6 A cyclist freewheels, with a constant acceleration, in a straight line down a slope. As the cyclist moves 50 metres, his speed increases from \(4 \mathrm {~ms} ^ { - 1 }\) to \(10 \mathrm {~ms} ^ { - 1 }\).

1. 1. Find the acceleration of the cyclist.
   2. Find the time that it takes the cyclist to travel this distance.
2. The cyclist has a mass of 70 kg . Calculate the magnitude of the resultant force acting on the cyclist.
3. The slope is inclined at an angle \(\alpha\) to the horizontal.
   1. Find \(\alpha\) if it is assumed that there is no resistance force acting on the cyclist.
   2. Find \(\alpha\) if it is assumed that there is a constant resistance force of magnitude 30 newtons acting on the cyclist.
4. Make a criticism of the assumption described in part (c)(ii).

7 A helicopter is initially at rest on the ground at the origin when it begins to accelerate in a vertical plane. Its acceleration is \(( 4.2 \mathbf { i } + 2.5 \mathbf { j } ) \mathrm { m } \mathrm { s } ^ { - 2 }\) for the first 20 seconds of its motion. The unit vectors \(\mathbf { i }\) and \(\mathbf { j }\) are horizontal and vertical respectively. Assume that the helicopter moves over horizontal ground.

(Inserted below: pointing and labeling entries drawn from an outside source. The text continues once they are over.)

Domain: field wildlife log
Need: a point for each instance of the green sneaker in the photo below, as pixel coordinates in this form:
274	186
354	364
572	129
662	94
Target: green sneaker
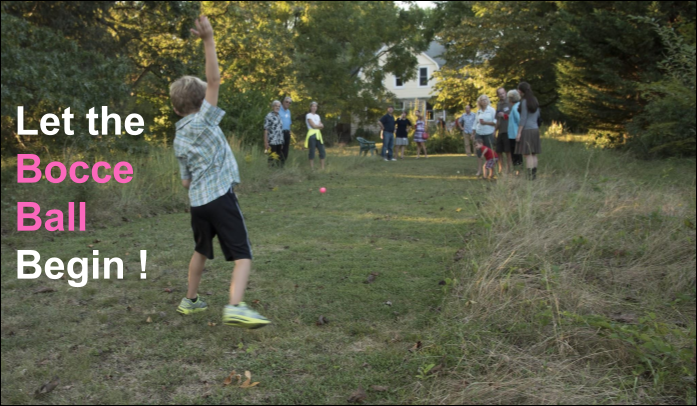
188	307
244	317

1. Find the height of the helicopter above the ground at the end of the 20 seconds.
2. Find the velocity of the helicopter at the end of the 20 seconds.
3. Find the speed of the helicopter when it is at a height of 180 metres above the ground.

8 A girl stands at the edge of a quay and sees a tin can floating in the water. The water level is 5 metres below the top of the quay and the can is at a horizontal distance of 10 metres from the quay, as shown in the diagram.
The girl decides to throw a stone at the can. She throws the stone from a height of 1 metre above the top of the quay. The initial velocity of the stone is \(8 \mathrm {~m} \mathrm {~s} ^ { - 1 }\) at an angle \(\alpha\) below the horizontal, so that the initial velocity of the stone is directed at the can, as shown in the diagram.
Assume that the stone is a particle and that it experiences no air resistance as it moves.

1. Find \(\alpha\).
2. Find the time that it takes for the stone to reach the level of the water.
3. Find the distance between the stone and the can when the stone hits the water.